Álvaro Mendes (em baixo, à direita) como capitão do Barreirense
Ainda como futebolista, o Álvaro jogou ao lado do Kali, que haveria de se tornar internacional angolano e até esteve no Mundial 2006. Na altura em que o Álvaro jogava, a seleção angolana dava os primeiros passos em fases finais da CAN. Alguma vez foi abordado pela Federação Angolana no sentido de jogar pelos Palancas Negras?
Creio que na fase em que eu tinha condições para representar a seleção, a Federação Angolana não convocava jogadores de fora de Angola, por isso naturalmente nunca fui convidado.
 
Costuma visitar Angola?
Estive em Angola em 2014 a trabalhar. Infelizmente não pude ir conhecer a localidade onde nasci.
 
Gostava de trabalhar no futebol angolano?
Claro que sim, o futebol é universal, ainda por cima na terra onde nasci, e porque também tenho algum conhecimento pelo tempo que o meu filho esteve no Libolo. E, claro, porque já falei muitas vezes com o Kali sobre o futebol angolano.
 
Que opinião tem sobre o futebol angolano? Costuma acompanhar campeonato e seleção?

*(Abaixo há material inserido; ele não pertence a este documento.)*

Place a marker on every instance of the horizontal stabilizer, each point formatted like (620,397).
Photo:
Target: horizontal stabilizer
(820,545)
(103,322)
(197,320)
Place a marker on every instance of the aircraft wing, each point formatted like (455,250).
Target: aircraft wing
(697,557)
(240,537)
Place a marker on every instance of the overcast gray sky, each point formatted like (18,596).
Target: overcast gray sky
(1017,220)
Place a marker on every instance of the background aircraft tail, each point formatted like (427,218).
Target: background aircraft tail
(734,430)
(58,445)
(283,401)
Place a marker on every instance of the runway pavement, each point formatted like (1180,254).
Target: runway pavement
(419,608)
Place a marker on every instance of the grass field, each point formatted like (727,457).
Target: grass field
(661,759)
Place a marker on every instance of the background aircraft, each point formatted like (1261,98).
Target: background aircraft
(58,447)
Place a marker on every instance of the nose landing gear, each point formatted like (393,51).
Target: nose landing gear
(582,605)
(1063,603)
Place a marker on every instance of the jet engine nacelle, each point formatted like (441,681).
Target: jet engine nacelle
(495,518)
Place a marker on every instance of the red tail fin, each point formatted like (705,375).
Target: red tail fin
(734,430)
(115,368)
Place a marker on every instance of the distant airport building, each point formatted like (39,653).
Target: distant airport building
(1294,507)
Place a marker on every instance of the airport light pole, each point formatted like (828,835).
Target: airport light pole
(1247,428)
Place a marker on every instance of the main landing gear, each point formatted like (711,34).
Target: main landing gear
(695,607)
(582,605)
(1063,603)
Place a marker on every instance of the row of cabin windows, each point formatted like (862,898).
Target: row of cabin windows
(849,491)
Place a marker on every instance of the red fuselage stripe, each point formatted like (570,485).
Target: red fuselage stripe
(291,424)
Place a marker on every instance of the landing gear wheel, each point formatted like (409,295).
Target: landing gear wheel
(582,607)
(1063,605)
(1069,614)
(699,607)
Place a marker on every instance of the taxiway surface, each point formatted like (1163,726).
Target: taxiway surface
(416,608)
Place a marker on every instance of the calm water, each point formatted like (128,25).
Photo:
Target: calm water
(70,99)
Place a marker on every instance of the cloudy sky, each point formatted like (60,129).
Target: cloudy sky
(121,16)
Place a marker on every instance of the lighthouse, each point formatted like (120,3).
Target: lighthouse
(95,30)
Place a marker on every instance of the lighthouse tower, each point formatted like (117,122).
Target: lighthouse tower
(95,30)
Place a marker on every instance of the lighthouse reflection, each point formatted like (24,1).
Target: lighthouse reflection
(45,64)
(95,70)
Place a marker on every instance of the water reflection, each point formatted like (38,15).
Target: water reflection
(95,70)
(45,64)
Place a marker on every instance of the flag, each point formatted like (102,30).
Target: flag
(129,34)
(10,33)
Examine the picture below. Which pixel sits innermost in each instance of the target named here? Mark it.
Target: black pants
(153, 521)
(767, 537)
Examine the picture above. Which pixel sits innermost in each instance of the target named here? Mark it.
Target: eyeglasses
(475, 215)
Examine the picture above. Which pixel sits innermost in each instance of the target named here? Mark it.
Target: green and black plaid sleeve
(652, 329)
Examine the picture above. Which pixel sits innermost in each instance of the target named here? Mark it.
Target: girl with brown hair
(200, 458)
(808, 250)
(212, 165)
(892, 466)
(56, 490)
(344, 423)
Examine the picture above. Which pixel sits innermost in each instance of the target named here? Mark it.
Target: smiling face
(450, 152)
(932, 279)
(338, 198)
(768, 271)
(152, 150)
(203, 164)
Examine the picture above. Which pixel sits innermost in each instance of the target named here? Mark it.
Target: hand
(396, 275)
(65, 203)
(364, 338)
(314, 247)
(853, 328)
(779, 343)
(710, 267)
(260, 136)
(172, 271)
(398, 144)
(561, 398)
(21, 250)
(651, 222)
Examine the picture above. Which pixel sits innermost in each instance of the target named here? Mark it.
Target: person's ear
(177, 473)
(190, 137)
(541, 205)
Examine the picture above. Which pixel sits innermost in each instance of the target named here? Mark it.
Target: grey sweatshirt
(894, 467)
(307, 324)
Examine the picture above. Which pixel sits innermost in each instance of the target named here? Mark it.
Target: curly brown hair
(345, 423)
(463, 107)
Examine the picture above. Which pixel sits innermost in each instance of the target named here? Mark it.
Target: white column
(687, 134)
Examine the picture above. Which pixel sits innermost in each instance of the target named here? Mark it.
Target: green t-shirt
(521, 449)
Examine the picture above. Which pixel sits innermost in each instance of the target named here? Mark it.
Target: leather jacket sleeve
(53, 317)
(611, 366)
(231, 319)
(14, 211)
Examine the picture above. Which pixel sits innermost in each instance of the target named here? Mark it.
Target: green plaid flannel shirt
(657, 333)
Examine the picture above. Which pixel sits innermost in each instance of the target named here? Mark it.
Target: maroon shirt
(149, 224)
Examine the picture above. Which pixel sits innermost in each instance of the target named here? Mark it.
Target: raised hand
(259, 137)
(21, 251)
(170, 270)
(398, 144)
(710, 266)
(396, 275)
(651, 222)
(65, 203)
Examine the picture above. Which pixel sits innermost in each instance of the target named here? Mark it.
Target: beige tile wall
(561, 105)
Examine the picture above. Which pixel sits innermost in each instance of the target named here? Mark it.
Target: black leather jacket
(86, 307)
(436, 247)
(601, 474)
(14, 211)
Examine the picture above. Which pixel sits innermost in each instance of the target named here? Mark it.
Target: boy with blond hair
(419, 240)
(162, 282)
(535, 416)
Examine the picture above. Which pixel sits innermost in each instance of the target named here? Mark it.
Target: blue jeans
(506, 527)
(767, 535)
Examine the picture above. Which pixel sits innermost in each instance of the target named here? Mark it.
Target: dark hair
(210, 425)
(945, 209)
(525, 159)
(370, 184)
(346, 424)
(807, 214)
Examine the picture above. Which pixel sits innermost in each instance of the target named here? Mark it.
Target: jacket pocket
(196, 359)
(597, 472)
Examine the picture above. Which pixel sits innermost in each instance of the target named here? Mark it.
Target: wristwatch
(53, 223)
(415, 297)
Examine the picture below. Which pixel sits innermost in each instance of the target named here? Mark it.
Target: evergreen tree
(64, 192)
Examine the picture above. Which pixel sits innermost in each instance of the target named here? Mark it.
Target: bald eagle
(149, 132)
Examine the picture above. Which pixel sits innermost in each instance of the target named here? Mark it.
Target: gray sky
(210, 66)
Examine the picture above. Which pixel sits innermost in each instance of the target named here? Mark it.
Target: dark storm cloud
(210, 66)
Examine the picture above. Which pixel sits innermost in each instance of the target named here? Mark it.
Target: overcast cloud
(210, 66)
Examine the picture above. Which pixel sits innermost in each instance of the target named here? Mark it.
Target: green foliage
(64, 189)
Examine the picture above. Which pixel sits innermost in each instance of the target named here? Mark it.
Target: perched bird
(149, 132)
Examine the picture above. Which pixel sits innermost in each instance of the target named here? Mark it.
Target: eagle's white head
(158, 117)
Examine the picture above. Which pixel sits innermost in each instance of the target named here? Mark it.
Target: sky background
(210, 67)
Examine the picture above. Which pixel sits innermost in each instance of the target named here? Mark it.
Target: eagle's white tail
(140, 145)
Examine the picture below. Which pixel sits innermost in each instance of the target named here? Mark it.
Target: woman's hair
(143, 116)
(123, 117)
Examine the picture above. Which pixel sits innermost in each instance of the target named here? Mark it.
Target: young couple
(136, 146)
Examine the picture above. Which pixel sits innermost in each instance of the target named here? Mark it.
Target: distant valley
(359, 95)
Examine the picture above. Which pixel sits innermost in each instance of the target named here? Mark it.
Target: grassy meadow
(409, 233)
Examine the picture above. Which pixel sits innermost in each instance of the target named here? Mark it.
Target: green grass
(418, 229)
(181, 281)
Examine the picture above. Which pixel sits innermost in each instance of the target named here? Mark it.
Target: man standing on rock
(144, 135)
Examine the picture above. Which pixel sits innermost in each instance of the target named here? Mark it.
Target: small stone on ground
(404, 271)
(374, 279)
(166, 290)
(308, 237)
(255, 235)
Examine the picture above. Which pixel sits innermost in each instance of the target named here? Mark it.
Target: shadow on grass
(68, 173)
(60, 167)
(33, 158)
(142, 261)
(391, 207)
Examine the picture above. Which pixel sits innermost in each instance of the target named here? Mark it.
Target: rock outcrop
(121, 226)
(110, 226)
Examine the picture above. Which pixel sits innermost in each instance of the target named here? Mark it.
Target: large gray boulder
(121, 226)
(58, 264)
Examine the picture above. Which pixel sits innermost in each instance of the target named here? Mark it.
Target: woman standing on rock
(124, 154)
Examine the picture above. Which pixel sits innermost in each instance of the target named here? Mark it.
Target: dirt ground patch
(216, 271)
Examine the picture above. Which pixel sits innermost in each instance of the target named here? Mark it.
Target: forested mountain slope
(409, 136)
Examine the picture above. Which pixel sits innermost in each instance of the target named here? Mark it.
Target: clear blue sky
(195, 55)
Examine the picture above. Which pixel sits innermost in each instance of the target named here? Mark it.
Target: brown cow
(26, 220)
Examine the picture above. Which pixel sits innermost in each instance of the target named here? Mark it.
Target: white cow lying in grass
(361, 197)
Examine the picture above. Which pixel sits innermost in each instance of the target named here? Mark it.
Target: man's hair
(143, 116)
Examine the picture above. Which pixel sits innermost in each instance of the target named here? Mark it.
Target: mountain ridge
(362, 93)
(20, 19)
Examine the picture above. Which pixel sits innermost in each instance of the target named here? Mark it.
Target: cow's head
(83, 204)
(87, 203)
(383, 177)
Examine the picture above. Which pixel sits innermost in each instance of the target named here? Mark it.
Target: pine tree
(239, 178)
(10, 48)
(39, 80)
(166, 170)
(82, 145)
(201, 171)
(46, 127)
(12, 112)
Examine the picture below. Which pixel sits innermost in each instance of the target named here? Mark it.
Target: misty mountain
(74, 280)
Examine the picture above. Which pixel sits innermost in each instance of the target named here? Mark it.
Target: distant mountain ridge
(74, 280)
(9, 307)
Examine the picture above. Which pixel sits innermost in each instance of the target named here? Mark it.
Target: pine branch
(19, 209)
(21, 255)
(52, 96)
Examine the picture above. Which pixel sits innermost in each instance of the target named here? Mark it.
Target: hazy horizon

O futebol angolano tem jogadores de muita qualidade, tem paixão e hoje já tem boas infraestruturas. Creio que, continuando a melhorar na organização, no curto prazo pode ser uma das principais potências em África.
 
Falemos também um pouco do seu filho, Pedro Mendes, que é futebolista e recentemente assinou por um clube de Hong Kong. Como tem visto a carreira dele e quais os principais conselhos que lhe tem dado nesta fase?
O Pedro têm tido uma carreira de altos e baixos, mas também tem tido o mérito de ter conquistado tudo com o seu trabalho e muito a pulso. Está hoje mais maduro e creio que vai ter muito sucesso na Ásia, aliás, como já está a ter. Os conselhos de hoje são os mesmos de sempre: humildade, seriedade, respeito e muita fé em Deus para o futebol e para a vida.

 
Gostava de o ver a representar a seleção angolana? Acredita que ainda vai a tempo?
Gostava e não percebo porque é que nunca foi chamado, sinceramente seria uma mais-valia para a seleção.
 
Também é inevitável falar da pandemia de Covid-19. Sente-se seguro ao estar sem máscara perto de tantas pessoas que não são regularmente testadas?
Infelizmente esta pandemia apanhou o mundo de surpresa e vai deixar marcas por muitos anos. Mas temos que continuar a lutar, a vida é assim mesmo. Quanto às máscaras, é óbvio que quando vejo pessoas sem máscara procuro não me aproximar e lamento que ainda apareçam pessoas a desvalorizar um vírus que já foi o causador da morte de milhões de pessoas.